All In Anesthesiology Specialty.
A Registered Nurse (RN) obtain a 4 years Bachelor's of Science degree in Nursing, plus 2 years of critical care experience in CV I.C.U., operating IABP, CVVHD, LVAD, Titrate drips, ACLS and PALS certified.
After 6 years of training on the job, he/she decides to become a CRNA (Nurse Anesthetist "Model")+ 2.5 years NA nurse anesthetist school total 8.5 years,
Masters of Science in Nursing (MSN)
In Nurse Anesthesia Specialty.
What's the difference?
The point I'm trying to make is critical care plays a role in all aspect of patient care not just nursing.
What's the difference when it comes to Anesthesia & Critical Care as a Medical Anesthetist (AA-C) or Nurse Anesthetist (CRNA) in the ACT model?
And/or Anesthesia & Crtical Care as a Medical Doctor (Anesthesiologist, MD) and Doctor of Osteopathic Medicine (Anesthesiologist, DO)in the ACT model?

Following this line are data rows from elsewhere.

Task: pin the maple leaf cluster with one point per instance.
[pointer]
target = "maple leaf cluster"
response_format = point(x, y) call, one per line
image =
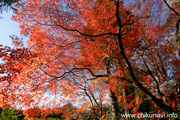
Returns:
point(96, 52)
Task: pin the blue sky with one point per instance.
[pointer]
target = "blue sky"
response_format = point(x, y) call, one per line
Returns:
point(7, 28)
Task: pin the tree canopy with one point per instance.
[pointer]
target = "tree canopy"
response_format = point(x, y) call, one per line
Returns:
point(85, 51)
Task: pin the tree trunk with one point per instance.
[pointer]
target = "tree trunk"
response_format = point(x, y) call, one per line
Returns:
point(115, 111)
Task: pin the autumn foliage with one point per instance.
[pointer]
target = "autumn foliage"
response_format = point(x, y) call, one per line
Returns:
point(93, 53)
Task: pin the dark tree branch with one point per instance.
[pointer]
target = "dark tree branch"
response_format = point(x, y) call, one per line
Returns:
point(157, 101)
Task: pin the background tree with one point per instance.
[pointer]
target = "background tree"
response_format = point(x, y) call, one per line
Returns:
point(121, 45)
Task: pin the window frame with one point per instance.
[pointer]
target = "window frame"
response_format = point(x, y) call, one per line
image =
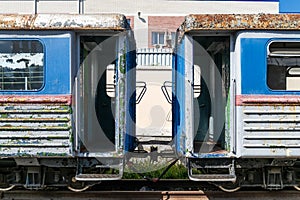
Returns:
point(157, 35)
point(43, 67)
point(285, 53)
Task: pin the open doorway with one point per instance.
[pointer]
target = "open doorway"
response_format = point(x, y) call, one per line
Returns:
point(211, 60)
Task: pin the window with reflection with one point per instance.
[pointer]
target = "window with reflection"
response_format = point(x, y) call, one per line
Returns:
point(283, 66)
point(21, 65)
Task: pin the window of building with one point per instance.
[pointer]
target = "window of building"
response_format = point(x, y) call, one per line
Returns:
point(21, 65)
point(158, 38)
point(283, 66)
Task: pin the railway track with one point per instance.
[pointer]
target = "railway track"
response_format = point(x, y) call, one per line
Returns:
point(148, 195)
point(149, 190)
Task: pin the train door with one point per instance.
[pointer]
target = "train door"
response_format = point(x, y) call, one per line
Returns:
point(97, 60)
point(100, 108)
point(211, 55)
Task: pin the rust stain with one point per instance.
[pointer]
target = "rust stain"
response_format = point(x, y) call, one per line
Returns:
point(63, 21)
point(241, 21)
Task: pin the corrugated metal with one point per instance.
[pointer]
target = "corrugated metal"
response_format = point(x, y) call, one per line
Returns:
point(29, 129)
point(154, 57)
point(270, 130)
point(63, 21)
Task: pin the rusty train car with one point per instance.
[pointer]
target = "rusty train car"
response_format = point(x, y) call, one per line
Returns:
point(65, 121)
point(236, 99)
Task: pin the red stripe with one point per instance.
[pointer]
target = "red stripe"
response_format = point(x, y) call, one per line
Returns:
point(241, 100)
point(65, 99)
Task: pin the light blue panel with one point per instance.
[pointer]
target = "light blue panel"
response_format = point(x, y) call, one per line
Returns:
point(57, 64)
point(178, 97)
point(289, 6)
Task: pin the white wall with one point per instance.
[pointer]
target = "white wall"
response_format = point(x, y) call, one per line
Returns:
point(146, 7)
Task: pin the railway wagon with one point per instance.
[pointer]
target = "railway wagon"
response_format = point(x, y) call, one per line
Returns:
point(236, 99)
point(64, 120)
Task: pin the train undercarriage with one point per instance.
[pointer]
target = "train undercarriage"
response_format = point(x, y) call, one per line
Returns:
point(232, 174)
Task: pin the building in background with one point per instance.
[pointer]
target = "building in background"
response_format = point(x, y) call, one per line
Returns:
point(154, 21)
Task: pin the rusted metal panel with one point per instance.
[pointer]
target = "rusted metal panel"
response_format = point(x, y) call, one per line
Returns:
point(63, 21)
point(35, 129)
point(241, 22)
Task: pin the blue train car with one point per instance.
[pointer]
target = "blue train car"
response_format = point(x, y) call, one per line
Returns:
point(67, 99)
point(236, 99)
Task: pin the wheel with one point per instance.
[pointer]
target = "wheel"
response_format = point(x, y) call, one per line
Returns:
point(77, 186)
point(7, 188)
point(234, 189)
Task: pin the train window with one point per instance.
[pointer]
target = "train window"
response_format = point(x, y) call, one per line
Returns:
point(21, 65)
point(283, 66)
point(110, 80)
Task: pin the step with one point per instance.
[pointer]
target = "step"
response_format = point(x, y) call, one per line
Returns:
point(213, 177)
point(97, 177)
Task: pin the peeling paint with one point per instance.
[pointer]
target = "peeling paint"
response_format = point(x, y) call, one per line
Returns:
point(30, 129)
point(63, 21)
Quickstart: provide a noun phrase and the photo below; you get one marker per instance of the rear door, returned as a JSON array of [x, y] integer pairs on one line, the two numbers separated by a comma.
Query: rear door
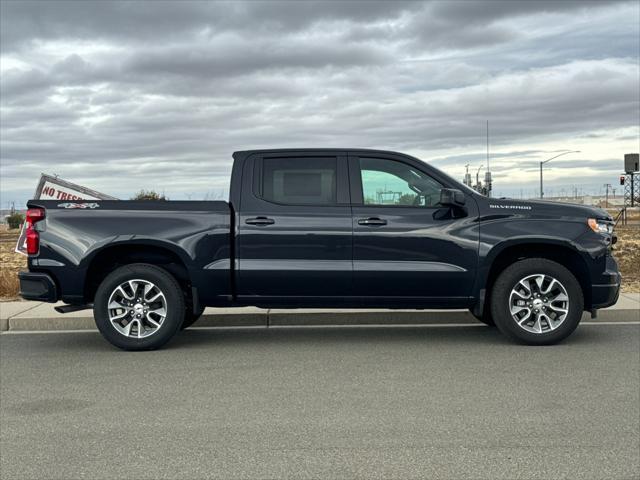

Allied Health Professionals and Nursing Professionals "BOTH" handle and manage critical patients in all other settings besides ICU for example;
E.R., O.R., I.C.U., Cath Lab, Angio, G.I., I.M.U. Floor status etc.
In closing both mid-level anesthesia providers AA-Cs/CRNAs both deserve tremendous "RESPECT" for their clinical expertise in giving anesthesia.